In contrast, no studies suggest commercial red meat (beef, lamb or pork) has any cancer-preventive properties, and many studies link grilled, cured, smoked and processed meats to increased risk of some cancers.
Drastically cutting carbs also may increase your risk for cardiovascular disease. According to Harvard experts in a 2002 Journal of the American Medical Association study, diets including whole grains and an abundance of fruits and vegetables can provide substantial protection against heart disease.

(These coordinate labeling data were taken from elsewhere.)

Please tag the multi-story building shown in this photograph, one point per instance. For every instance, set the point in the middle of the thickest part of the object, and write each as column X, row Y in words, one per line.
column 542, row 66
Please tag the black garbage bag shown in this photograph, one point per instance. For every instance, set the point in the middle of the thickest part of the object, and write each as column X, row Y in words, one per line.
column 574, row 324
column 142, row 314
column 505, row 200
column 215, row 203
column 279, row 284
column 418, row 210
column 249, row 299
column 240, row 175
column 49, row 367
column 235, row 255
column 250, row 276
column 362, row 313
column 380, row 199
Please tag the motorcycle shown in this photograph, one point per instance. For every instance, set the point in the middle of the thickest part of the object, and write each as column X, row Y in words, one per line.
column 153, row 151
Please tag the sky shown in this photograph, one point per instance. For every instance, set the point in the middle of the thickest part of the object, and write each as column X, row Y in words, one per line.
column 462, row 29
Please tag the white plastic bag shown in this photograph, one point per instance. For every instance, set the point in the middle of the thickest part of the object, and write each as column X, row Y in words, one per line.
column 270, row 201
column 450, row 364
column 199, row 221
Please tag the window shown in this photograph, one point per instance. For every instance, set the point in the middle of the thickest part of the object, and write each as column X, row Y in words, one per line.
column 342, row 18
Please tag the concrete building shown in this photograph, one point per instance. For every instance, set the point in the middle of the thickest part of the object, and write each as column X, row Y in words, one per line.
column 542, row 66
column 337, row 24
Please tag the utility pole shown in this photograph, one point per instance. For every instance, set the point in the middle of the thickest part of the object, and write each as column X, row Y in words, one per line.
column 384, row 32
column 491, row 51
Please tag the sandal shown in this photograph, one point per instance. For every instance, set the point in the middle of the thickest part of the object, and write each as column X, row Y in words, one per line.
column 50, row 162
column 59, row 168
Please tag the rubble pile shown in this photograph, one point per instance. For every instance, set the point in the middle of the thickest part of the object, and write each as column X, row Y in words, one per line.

Studies comparing meat-based low-carbohydrate and plant-based low-fat diets indicate the low-carbohydrate diets may produce greater weight loss initially, but beyond six months, the plant-based approach works better. Data from the National Weight Control Registry indicates that people successful in maintaining long-term weight loss eat carbohydrate-rich diets in which fats on average provide only 24 percent of calories. A recent research review published in The Proceedings of the Nutrition Society found the scientific evidence strongly supports reducing dietary fat, not carbs, as the optimal method for preventing obesity.